Posted in Windows 7 by Steve Sinchak

Windows 7 is designed to automatically turn off certain features such as Disk Defrag and Superfetch on drives it detects as solid state disks (SSD). To be sure I like to disable the components globally so I know I will not be putting extra stress on my SSD and decreasing its life. Many believe you should also disable the paging file but I don’t recommend that. I’ll get into more detail on why later.

Before we get started it is important to understand that if you have a mixture of SSD and traditional drives in your computer this tweak will disable Superfetch and Disk defragmenter for all hard drives.

Both Disk Defragmenter and Superfetch are system services that can be disabled to prevent them from running. Follow these steps to disable them on your computer:

  1. Click on the Start Button, type in services.msc and hit Enter.
  2. Scroll through the list and locate Disk Defragmenter, right click on it and select Properties.

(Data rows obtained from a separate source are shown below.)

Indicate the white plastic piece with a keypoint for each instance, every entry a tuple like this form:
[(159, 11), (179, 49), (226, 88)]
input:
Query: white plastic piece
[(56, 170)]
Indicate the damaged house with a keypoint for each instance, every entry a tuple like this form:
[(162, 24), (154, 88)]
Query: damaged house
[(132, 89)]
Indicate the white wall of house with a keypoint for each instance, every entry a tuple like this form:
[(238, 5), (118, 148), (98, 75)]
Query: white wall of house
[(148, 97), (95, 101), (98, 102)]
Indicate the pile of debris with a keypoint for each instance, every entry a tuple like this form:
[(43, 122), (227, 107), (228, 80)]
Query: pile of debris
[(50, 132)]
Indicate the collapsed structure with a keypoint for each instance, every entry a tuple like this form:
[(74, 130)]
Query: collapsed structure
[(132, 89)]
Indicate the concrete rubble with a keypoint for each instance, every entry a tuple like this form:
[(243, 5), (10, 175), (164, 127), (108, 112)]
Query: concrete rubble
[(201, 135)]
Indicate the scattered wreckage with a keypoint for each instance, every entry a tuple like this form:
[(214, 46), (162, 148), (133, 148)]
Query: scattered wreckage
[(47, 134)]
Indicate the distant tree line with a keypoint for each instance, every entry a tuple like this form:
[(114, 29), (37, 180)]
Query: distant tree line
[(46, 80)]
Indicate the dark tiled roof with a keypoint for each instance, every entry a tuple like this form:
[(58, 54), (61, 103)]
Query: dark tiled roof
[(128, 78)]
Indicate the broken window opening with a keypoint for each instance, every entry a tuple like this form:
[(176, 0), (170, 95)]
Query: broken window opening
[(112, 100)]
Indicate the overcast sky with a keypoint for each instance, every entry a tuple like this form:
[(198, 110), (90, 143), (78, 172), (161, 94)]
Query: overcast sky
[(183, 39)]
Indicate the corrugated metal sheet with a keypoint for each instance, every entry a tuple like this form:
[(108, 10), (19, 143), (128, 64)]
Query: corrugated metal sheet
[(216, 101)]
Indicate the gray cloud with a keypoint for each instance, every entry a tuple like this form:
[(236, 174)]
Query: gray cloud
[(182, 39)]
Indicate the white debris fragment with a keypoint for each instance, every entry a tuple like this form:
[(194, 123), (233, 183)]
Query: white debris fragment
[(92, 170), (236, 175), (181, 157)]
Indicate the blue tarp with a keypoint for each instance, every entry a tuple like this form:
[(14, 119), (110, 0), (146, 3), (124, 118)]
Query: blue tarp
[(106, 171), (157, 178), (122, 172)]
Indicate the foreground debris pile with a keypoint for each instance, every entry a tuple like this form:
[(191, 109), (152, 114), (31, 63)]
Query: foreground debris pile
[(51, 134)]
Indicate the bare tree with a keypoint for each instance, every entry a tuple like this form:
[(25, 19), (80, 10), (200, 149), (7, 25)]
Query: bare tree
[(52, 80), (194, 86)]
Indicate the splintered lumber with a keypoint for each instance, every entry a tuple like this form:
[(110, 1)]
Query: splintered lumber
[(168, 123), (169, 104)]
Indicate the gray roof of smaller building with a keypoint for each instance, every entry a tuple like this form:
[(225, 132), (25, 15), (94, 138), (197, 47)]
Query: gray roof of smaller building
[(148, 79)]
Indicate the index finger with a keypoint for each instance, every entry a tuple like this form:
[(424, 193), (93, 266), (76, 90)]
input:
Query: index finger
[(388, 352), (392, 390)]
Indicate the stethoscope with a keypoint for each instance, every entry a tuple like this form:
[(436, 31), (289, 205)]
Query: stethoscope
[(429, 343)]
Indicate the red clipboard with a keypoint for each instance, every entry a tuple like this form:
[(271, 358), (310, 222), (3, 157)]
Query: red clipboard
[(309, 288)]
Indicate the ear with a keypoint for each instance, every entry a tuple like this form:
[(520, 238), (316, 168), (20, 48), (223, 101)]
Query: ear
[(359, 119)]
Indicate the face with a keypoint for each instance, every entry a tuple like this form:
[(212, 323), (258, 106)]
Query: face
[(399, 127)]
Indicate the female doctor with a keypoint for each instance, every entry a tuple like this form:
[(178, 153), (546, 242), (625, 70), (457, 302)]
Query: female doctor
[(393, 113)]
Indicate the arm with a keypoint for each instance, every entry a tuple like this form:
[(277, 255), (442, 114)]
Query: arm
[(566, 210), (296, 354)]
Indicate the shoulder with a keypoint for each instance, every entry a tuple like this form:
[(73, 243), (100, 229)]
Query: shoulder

  3. Change the Startup type to Disabled.

  4. Click Stop if the service is running.

  5. Then, click OK to save the changes.
  6. Next, scroll down to the Superfetch service, right click on it and select Properties.
  7. Change the Startup type to Disabled.

  8. Click Stop if the service is running.

  9. Then, click OK to save the changes.

Many sites on the web also tell SSD users to disable the paging file because it allegedly wears down the disk too much. While the paging file is an active file on your computer it is not written to as much as you would suspect. According to Microsoft, reads to the paging file outnumber writes by about 40 to 1.  Additionally, Microsoft recommends placing the paging file on a SSD claiming, “there are few files better than the pagefile to place on a SSD.”

Setting the SSD concerns aside, disabling the paging file on a computer with less than 3 or 4 GB of ram will result in poor performance. You may even create out of memory errors depending on what applications you use. Overall, it is just not worth disabling.